KYRA Lollback, 19, finished school last year and says working 15 hours a week for the dole may see more young people taking unstable paying jobs rather than taking the time to form sustainable career paths.

"I think it is going to be really difficult to do because Hervey Bay is not really a place where you can go and get work that easy," she said.

"If I'm just looking at work that is easy to get and working 15 hours a week (it) would take time away from looking into a solid career path and looking into doing degrees."

Ben Moreland, 19, is looking for work after his job at a boat yard in Maryborough ended.

He said he would be happy to work for the dole as it would allow him to gain necessary work experience.
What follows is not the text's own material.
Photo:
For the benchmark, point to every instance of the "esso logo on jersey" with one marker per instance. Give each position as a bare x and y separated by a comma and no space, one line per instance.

"It would give you good work experience so you could get a better job later on," Ben said.

He said it would also be a benefit to other people in his situation who were looking for work but were not sure what they wanted to do as a future career.

There was a mixed reaction on the Chronicle's Facebook page to the Work for the Dole scheme.

Belinda Norval said it was a brilliant idea, because it might create "new and exciting opportunities for the long term unemployed."

Kath Clague Youman agreed, saying it would teach a good work ethic.

Tracie Eggleton Cowey had reservations, saying the theory was sound, but it might mean fewer paid jobs.

"Employers are not going to pay award wages and holidays if they can have a cheap subsidised work for the (dole) employee."

Several former work-for-dole participants questioned its value.

"I did work for the dole three times, and still got no beneficial skills. A total waste of time," Micheal Bentele wrote.